Let $a_1,a_2\dots,a_n$ are the roots of $f(x)$.For $x=a_i$ for some $i$ the inequality is obvious.Otherwise,let $h(x)=\frac{f'(x)}{f(x)}$, $h$ is continuous and differentiable in every $x\ne a_i$. Observe that,$$h'(x)=\frac{f(x)f''(x)-f'(x)^2}{f(x)^2}$$Hence it is enough to show, $h(x)$ is a non-increasing function. $f$ can be written as $$f(x)=b(x-a_1)(x-a_2)\dots(x-a_n)$$. Hence,$$h(x)=\sum_{i=1}^n\frac{1}{(x-a_i)}$$But observe that ,$$m\ge n\implies\frac{1}{(m-a_i)}\le \frac{1}{(n-a_i)}$$. It implies $h$ is a non-increasing function.We are done $\blacksquare$

An alternative, purely inequalities, solution. For $n:={\rm deg}(f) = 1$, since $f''=0$, we have the inequality trivially.

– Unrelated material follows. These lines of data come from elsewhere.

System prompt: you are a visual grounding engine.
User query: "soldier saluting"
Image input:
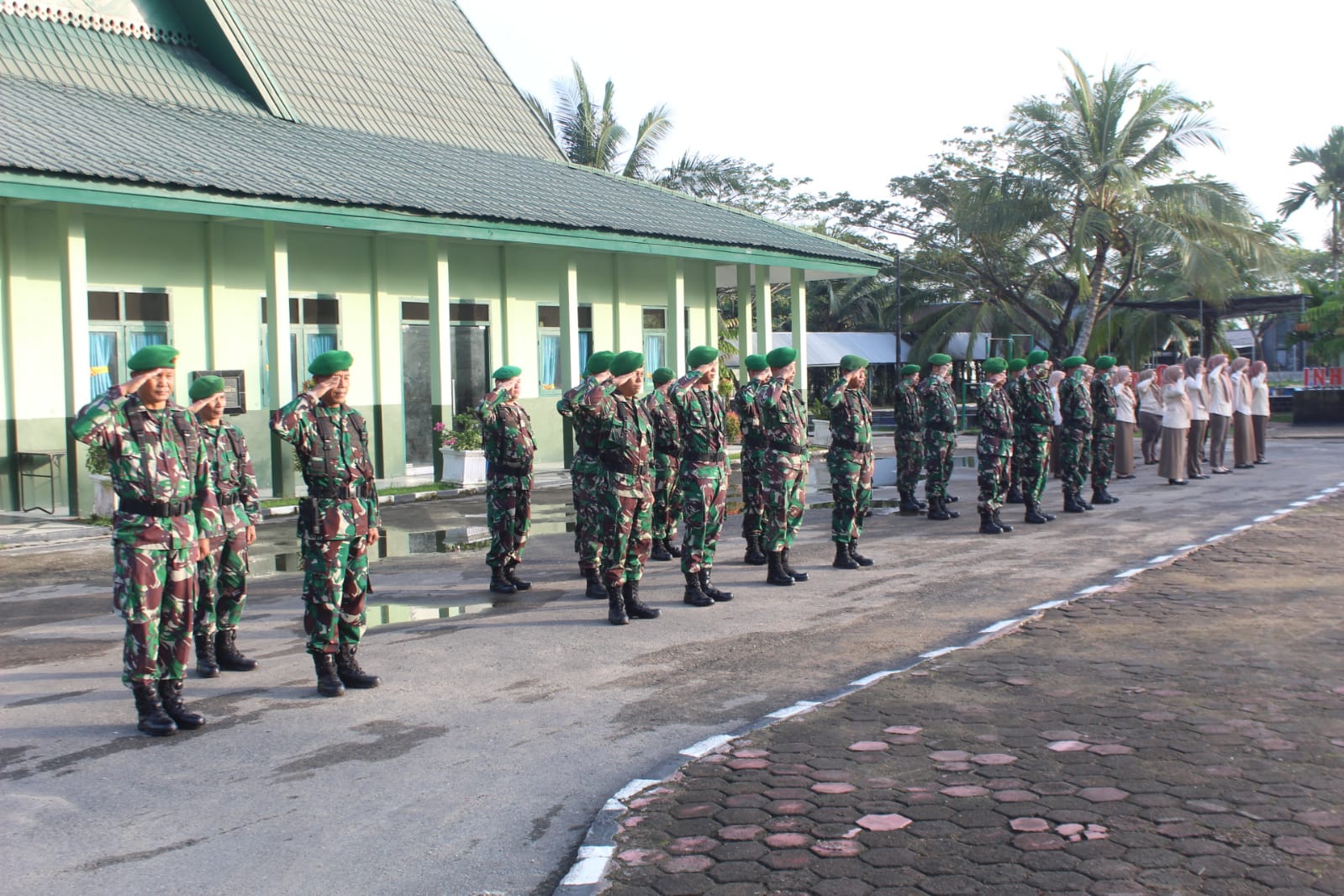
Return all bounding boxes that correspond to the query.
[476,366,536,593]
[70,345,218,737]
[187,376,261,678]
[270,350,383,697]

Suppose $n\ge 2$, set $\textstyle f(x) = \prod_{1\le i\le n}(x-a_i)$, where $a_i$, $1\le i\le n$ are the roots of $f$. Then notice that \[ f' = f(x) \sum_{1\le i\le n}\frac{1}{x-a_i} \qquad\text{and}\qquad f'' = 2f(x) \sum_{1\le i<j\le n}\frac{1}{(x-a_i)(x-a_j)}. \]Now, fix $x\in\mathbb{R}$; and set $b_i:=(x-a_i)^{-1}$. In terms of $b_i$'s it suffices to show \[ 2f(x)^2 \sum_{1\le i<j\le n}b_i b_j \le f(x)^2 \left(\sum_{1\le i\le n}b_i\right)^2 \Leftrightarrow 2\sum_{1\le i<j\le n}b_ib_j \le \left(\sum_{1\le i\le n}b_i\right)^2. \]This is clear.